Personally, if you think that N*Sync is rad, you also think Hitler is rad.
Ladybug:
I remember I used to write "*NSync sucks" lots of places, because the Backstreet Boys were, of course, the bestest ever.
Alex C:
--- Quote from: Ptommydski on 26 Jan 2009, 11:16 ---
--- Quote from: benji on 26 Jan 2009, 10:23 ---Yeah, but as far as Grunge was founded as an opposition to the rock mainstream
--- End quote ---
I think the more appropriate phrase would be "as an alternative to.." because 'grunge' was a marketing ploy which existed solely to sell records.
--- End quote ---
THIS. Like with any music scene, the whole thing was an organic process that became categorized after the fact. It wasn't some organized attempt to shit on earlier music like some punk artists did. I mean, hell, the guys from Pearl Jam pretty much openly jerk off to Neil Young on stage. Jerry Cantrell of Alice in Chains is one of the few grunge artists who gets even a shred of respect from the metal community, although it's more for his respect and deference to the genre than for his contributions. That said, songs like We Die Young have as much in common with Pantera & Black Sabbath dirges as they do with anything Cobain did. Soundgarden was basically noise rock crossed with Led Zeppelin. Frankly, if there was any contempt for the rock scene, it seemed aimed at the lyrical content and lunkheaded macho idiocy espoused by groups like Motley Crue, not at rock or even metal in general.
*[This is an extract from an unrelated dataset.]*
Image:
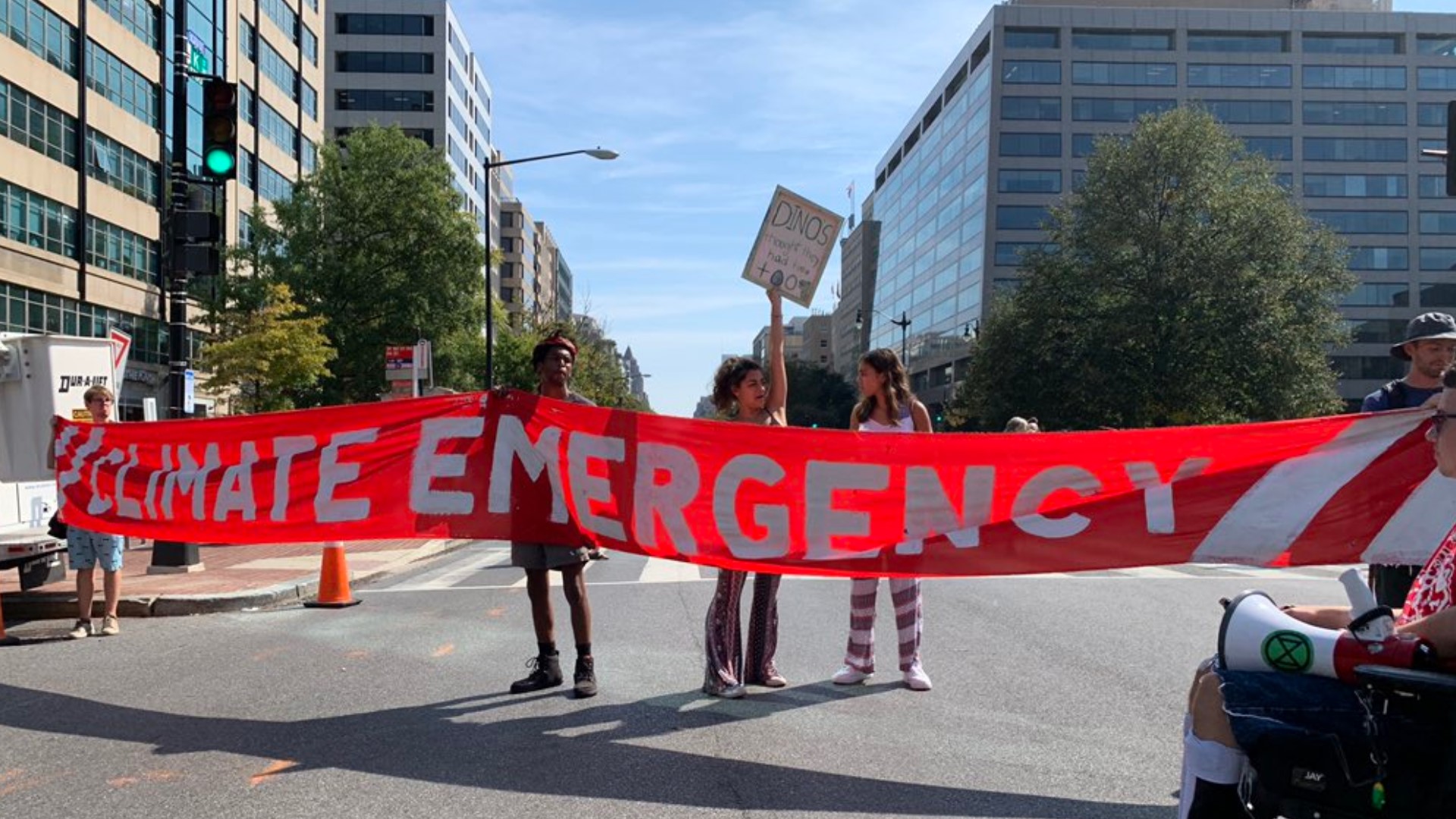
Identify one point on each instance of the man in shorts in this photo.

So yeah, I'd say "grunge" lacks legs, but only because it's a narrow, artificial label that segregates grunge from the wider angry-young-men-with-guitars style of music for no good reason.
P.S.
I left out talk of Nirvana because Kurt Cobain was a miserable young man strung out on heroin and dumb enough to marry Courtney Love. While he showed contempt for his contemporaries on several occasions, I don't really think he had any real plans in mind when he first picked up a guitar. Even if he did, it's rather a stretch to apply his mindset to all the other bands that grew out of the same scene.
benji:
Yeah, but my point still stands (in fact, I think it's enhanced). Whether originally setting out to reform the mainstream of rock, or simply offer an alternative, the so called "Grunge" movement did change the mainstream. The sort of "fun" rock that was dominant on 80s rock-radio vanished, and was replaced by more angry music. If you turn on a mainstream contemporary rock station today, it's almost all angry-young-men now. So any kind of retro-movement towards "grunge," whatever you think of that title, wouldn't fly right now because that label was only relevant as a counter point to things like Motley Crew.
Alex C:
See, and I'm more or less arguing that "grunge" isn't as out of fashion as people think it is to begin with. It's just that "grunge" is such a stupidly and narrowly defined artificial term that the music isn't allowed to vary much before it gets marketed as something different. For example, apparently Tool is alt-rock. I've never really heard anyone refer to them as a grunge band, or even bother to acknowledge their grunge-like qualities despite the fact that they were grunge contemporaries who openly acknowledged having a huge debt to the Melvins on their 1992 EP, Opiate. I mean, honestly, what makes the song Opiate all that much different from the "grunge" of the day? Yet despite this any changes they made in their sound is never construed as growth within the grunge genre.